At which point I was like, “Serena, honey, are you really that naive and dense?”
But the rude awakening that Serena got when Archer finally let his mask slip in their hotel room was parfait.
And then Serena decides that if she’s going to get the life she wants, she needs to seize it. So she decides to prove to Archer what a good wife she’ll be so he doesn’t want the marriage to be fake after all.
At which point I was worried about Serena because there is much room for self abnegation right there.
But it’s okay, y’all. It takes about a hot second for Archer to decide not to be a self-absorbed jerk. It does take a bit longer for him to be less of a workaholic, but honestly the culture that his dad has going at their company makes it not the place where you’d be encouraged to use your PTO, even if you’ve got snot running down your face and can’t stop hacking out a lung (obviously these are not Quarantimes).
To be honest, as I was reading, the Bishop brothers’ dad made me even more angry than he did during Gabriel’s book, so I think props to Winters for making a billionaire who is actually a terrible human being.
His filthy rich sons still need to figure out their nonsense, but at least we’re not really trying to swing a billionaire with a heart of gold here.
I’m a sucker for a hero who needs to just chill, and Archer is so uptight.
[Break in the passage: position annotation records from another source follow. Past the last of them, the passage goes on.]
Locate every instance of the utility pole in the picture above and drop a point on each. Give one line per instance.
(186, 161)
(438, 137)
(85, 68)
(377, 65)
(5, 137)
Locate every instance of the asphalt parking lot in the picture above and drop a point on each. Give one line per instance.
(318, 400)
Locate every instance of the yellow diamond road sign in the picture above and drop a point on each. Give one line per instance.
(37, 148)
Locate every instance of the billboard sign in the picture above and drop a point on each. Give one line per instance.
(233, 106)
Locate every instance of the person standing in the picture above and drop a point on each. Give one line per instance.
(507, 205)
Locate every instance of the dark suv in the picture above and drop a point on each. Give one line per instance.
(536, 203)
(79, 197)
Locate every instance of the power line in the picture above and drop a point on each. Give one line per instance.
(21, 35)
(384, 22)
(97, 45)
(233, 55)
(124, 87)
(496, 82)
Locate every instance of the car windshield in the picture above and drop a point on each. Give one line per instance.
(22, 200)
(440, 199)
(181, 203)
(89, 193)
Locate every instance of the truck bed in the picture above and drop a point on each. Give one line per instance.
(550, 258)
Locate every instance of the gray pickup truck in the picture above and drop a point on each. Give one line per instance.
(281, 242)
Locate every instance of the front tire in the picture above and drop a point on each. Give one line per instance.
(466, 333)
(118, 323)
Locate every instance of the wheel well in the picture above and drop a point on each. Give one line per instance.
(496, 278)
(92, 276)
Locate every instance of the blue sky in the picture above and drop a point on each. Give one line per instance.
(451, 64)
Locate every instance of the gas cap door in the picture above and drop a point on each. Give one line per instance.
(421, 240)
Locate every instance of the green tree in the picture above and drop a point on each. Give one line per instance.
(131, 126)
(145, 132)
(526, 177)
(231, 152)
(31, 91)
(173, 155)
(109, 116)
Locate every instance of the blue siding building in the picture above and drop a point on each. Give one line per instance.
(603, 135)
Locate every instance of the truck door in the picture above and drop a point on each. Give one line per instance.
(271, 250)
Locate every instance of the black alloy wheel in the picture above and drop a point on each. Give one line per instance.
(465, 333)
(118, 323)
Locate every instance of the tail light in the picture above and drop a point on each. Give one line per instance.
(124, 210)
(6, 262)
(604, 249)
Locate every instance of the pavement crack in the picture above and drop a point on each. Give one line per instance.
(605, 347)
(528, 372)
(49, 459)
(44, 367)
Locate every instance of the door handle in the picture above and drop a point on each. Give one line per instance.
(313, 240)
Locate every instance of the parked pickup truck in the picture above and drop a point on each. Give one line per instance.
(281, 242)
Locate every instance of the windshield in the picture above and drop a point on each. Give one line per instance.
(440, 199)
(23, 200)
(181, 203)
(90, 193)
I wanted to muss his hair so much in the first book. Serena doesn’t really break him – Winters trends low-anxiety – but there’s plenty of drama to keep things interesting. And as I said, Serena proves herself without trying to tie herself in knots to please Archer in order to convince him to keep her around. Though she probably could have given a bit more thought to some basic self-preservation considerations after her dad pretty much disinherited her once she was married, but love makes us blind?
Anyway, the first book in this series was fun, but this second book was delightful.